What would a world without mass consumption really mean, where would we do to fill the time we now don’t shop? I imagine most of the people in this place have hobbies or activities that give them joy. Is it here that we can prise them away from the safe spaces and towards paths that are more meaningful? If the energy that was being given now, by all the people pacing up and down around the tracks of shops, was redirected towards their communities, what might be achieved?
I don’t have the answers to mass mobilisation. I want to stand and shout, or randomly ask people as they pass these questions. But, this is not the space or time, and I’m fairly confident security would quickly hurry me away so as to not disturb the status quo. Privatised and public, but only if you are good and only if you can afford it. No awe, no nature, just a reductionist and passive space to while away our short lives. Piped air and piped music.
I can only speak for myself when I talk about my humaness. I can watch my children and imagine their worlds, remembering the fullness of make believe and wonder. Their’s is not mine though. My memories of these dream worlds are faded and fogged by the past, a distance long-gone. Their’s are vivid and lived, as they crash over sofas, screaming and shouting, raising merry hell.
My humaness resides in middle age. Awake and aware, receiving a constant stream of information and learning, knowledge sought deliberately and news not wanted. Am I odd when I smile at the flight of a bee, or delight in the songs of the birds? Do these small wonders affect others in the same way, or is this now an old way dying?
Attached to a handheld computer with the sum of all human knowledge seemingly at our fingertips, collectively we have a vast wealth in our hands. Where is the spark this evolution has provided? My late Dad was in awe when he viewed a video on a mobile, remembering how he had wheeled the gramaphone across to his local park, spending the evenings listening to jazz and drinking with his friends.

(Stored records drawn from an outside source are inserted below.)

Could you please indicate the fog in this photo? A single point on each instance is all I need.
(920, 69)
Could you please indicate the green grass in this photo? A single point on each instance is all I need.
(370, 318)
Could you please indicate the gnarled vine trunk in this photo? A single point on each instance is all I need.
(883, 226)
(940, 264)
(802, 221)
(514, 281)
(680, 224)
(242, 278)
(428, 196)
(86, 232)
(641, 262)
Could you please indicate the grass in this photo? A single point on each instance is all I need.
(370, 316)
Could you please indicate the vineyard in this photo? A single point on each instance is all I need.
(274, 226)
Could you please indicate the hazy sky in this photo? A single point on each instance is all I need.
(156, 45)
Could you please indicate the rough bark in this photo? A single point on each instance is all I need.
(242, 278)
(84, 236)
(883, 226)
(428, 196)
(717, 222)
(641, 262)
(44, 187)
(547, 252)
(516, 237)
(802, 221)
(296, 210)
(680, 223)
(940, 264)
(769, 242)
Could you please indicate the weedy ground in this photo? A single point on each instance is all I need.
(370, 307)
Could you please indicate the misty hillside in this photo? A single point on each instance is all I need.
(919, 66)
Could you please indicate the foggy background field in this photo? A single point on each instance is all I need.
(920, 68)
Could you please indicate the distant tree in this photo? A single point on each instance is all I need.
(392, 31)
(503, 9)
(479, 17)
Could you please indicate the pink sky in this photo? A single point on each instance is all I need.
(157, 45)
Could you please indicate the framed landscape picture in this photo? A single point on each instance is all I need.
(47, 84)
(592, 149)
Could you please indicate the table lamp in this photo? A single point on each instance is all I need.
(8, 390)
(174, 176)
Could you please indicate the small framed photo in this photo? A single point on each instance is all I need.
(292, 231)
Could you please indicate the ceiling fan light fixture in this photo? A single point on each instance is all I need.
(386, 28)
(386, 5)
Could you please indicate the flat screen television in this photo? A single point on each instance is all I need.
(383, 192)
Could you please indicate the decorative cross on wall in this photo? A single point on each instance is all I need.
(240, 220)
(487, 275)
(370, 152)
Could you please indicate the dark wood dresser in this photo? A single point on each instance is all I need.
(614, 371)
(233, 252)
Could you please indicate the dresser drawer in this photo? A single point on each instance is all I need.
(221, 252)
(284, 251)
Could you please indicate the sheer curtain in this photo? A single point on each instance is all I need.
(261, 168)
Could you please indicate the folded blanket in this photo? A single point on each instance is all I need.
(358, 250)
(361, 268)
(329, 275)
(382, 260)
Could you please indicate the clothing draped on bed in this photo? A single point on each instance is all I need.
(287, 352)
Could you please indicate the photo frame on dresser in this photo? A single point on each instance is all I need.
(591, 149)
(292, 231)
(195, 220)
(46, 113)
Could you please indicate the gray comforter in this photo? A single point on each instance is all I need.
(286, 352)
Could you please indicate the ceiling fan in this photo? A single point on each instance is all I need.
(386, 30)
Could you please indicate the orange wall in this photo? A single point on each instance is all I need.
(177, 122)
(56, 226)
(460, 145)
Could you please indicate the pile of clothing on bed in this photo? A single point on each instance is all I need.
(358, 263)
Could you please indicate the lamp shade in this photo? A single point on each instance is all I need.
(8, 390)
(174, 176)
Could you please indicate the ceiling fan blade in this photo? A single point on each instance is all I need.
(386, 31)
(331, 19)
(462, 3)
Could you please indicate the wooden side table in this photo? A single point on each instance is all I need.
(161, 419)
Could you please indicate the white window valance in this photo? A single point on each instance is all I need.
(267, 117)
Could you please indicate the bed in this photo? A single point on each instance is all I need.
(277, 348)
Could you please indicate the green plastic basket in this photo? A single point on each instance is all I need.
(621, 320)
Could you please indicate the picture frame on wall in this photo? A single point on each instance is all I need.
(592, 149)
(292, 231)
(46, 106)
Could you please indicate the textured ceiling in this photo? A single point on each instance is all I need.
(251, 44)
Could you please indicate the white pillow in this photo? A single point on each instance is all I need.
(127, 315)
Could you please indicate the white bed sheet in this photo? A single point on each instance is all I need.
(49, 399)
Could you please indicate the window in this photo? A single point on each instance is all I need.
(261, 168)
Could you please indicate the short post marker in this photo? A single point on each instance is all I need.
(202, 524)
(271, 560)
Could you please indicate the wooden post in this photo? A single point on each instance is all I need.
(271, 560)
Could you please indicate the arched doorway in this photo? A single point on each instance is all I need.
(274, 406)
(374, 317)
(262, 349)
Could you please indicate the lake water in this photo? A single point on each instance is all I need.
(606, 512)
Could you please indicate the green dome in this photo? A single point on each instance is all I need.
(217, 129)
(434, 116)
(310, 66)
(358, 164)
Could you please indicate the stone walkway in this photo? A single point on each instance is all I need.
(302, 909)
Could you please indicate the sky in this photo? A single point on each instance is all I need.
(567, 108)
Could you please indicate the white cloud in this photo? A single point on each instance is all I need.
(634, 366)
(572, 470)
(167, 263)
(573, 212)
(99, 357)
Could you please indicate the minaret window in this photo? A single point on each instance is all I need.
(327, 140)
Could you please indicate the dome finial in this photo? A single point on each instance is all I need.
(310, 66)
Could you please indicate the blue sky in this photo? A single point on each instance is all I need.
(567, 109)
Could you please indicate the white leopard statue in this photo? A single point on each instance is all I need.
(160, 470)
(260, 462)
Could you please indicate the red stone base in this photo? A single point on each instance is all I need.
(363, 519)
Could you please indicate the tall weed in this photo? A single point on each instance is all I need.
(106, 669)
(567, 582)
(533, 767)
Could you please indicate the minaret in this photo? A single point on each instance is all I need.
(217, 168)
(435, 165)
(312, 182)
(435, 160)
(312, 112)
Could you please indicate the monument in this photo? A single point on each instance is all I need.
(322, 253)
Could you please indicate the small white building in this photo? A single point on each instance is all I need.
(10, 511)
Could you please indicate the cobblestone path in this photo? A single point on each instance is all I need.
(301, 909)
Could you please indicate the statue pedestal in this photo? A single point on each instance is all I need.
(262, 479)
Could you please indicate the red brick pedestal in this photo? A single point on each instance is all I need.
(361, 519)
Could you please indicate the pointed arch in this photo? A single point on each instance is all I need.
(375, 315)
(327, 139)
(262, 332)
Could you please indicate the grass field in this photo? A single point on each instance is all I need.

The people next to me are together and not. Both engrossed on their screens, in a cathedral to consumption, consumed by unreality. They are not smiling, just watching something and scrolling by. Two older men are dozing in the booth opposite, perhaps waiting for their partners, taking time out for good behaviour. The only people not playing by the rules in this place are the children in meltdown, no longer satiated by the plastic play spaces or fast food.
I want more than this. This place is suffocating me and deadening my brain. It is my hell. I want a breeze and sky, spots of shade as the clouds pass by. I want fragrance and sound, stuff that cannot be bought here. I am more than this. More than just a debit card spending money, more than just a minute piece of a economic system. The artist in me sees more, feels more and wants more. I want it for everyone. A power, a spark, the joy of wonder and imagination, creation and action. More than a cog in a wheel, a manifestation of stardust and luck, walking in a body that is only partially human, realiant on beings unseen.
To provide this sense of wonder to everyone, is to provide a space to reclaim our power. My internal voice is chattering and wondering — are others doing the same? Where next for our human story? What potential lies beyond the horizons, future-imagined places where progress and advancement lie beside respect and nuture, in an abundant and thriving natural world. We need to get there fast and break out of these conventions that have bound us culturally. There is more to this life than the anaesthesia of consumption. These might be difficult paths, but at least we will feel alive.